An den Infoständen zeigten die Fachleute auf, welche Hilfsmittel zur Verfügung stehen, die den Alltag erheblich erleichtern. Prof. Dr. Thomas Henze, ärztlicher Direktor im Reha-Zentrum Nittenau, zählte Möglichkeiten der medikamentösen Behandlung auf, und sprach darüber, welche technischen Mittel sinnvoll seien. Dabei ging er zunächst auf die MS-Symptome ein. Bewegungsstörungen aller Art, vor allem in der Koordination, Müdigkeit bzw. Erschöpfung (Fatigue), Lähmungen, Sehstörungen, und Blasenentleerungsstörungen schilderten die Erkrankten.

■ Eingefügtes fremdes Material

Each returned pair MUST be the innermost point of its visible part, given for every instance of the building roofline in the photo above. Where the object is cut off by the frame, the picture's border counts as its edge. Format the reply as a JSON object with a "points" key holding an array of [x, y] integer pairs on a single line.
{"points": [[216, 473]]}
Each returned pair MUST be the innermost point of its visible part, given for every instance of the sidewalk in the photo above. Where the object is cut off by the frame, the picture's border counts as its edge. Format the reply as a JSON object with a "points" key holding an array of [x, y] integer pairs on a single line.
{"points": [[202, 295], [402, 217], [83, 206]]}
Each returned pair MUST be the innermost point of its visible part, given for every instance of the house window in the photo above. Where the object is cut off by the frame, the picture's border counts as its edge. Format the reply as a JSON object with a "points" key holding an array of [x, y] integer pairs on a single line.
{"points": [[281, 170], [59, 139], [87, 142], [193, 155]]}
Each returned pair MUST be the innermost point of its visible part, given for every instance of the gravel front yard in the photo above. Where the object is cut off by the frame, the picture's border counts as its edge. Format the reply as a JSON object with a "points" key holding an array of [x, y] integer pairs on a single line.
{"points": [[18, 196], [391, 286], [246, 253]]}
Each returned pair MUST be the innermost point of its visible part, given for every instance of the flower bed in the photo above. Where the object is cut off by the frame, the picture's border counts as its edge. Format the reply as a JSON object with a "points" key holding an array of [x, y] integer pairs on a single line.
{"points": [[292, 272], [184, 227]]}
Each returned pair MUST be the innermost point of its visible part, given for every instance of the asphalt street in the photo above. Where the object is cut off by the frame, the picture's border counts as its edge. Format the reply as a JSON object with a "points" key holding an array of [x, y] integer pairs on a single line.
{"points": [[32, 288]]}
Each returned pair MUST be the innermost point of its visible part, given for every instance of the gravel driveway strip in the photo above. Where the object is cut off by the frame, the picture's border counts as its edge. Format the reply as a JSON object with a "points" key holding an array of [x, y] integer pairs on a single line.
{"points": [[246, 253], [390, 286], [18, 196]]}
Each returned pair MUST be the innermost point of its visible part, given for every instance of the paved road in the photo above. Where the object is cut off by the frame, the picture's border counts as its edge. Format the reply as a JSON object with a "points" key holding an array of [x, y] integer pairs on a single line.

Henze äußerte sich zunächst zur medikamentösen Therapie. Danach skizzierte er Hilfsmittel: Gehhilfen, angefangen vom Stock, Krücken, Rollator bis zu Spezialrollstühlen bei Problemen sowie spezielle Behältnissen, wie Urinale, Tampons für unterwegs. Auch das Selbstkathederisieren bringe Erleichterung. Gerade in Bezug auf Auslandsreisen seien für die verordneten Medikamente neurologische Bescheinigungen und Beglaubigungen nötig.

Christiane Heigl und Michaela Hagner vom Landesverband Bayern ergänzten diese Ausführungen durch spezielle Angebote der Deutschen Multiple Sklerose Gesellschaft (DMSG) im Hinblick auf Freizeitgestaltung mit Sport und Reisen. Sie stellten dar, dass bei entsprechender Begleitung sogar Extremtouren auf einen 5000 Meter hohen Berg möglich seien.

Markus Vogel vom Rollstuhlsport-Verein Bayreuth sitzt nach einem Unfall seit 31 Jahren im Rollstuhl. Nein, an MS sei er nicht erkrankt, erklärt er auf Nachfrage. In der Außenanlage des Reha-Zentrums informierte er aber über die verschiedenen Rollstuhlarten.

Durch praktisches Üben lernten die Besucher sich im Rollstuhl fortzubewegen, Barrieren zu überwinden. Am Nachmittag waren die Besucher wieder gefordert: Beim Thema "Tanzen und MS" bestand unter der Anleitung von Andrea Naumann und Christine Engelhardt Gelegenheit zum Mitmachen. Die Teilnehmer erlebten, dass es Spaß macht, sich zur Musik rhythmisch zu bewegen. Weiteres Fachpersonal stand auch in Fragen Rollstuhl zur Verfügung.